Now, we have amendments to make because we have heard the comments that were presented to us on the constitutionality according to the work done by the legal counsel. He proposed an amendment to the titles of the two bills. We also have an amendment that will be made to one of the clauses. We understand the situation with respect to the bill, the way it is written.

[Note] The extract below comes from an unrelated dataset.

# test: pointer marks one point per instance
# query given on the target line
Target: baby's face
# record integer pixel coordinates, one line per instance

However, I am taking into account the proposal you just made and I would be willing to go further in the exercise to work with a minister to try to see how we can — there is a whole story behind this.
[English]
Am I allowed? We’re still in open —
The Deputy Chair: It is still an open discussion. We could break and go in camera for a conversation now.
Senator Moncion: I thought that’s what we did when we were doing clause by clause. It is up to you.
Senator Massicotte: I think we have come to an agreement to say that we will not vote on the bill. The principle should be this: Let’s get the engagement of the federal government, and if we can’t, then most of us would be — I have some amendments also to paragraph 4. I think it’s too vague. Let’s leave that to the end and find out about the bigger picture — are they onside to seek an alternative?
Senator Moncion: I would ask that we go in camera, please.
The Deputy Chair: If it is agreed, we will break.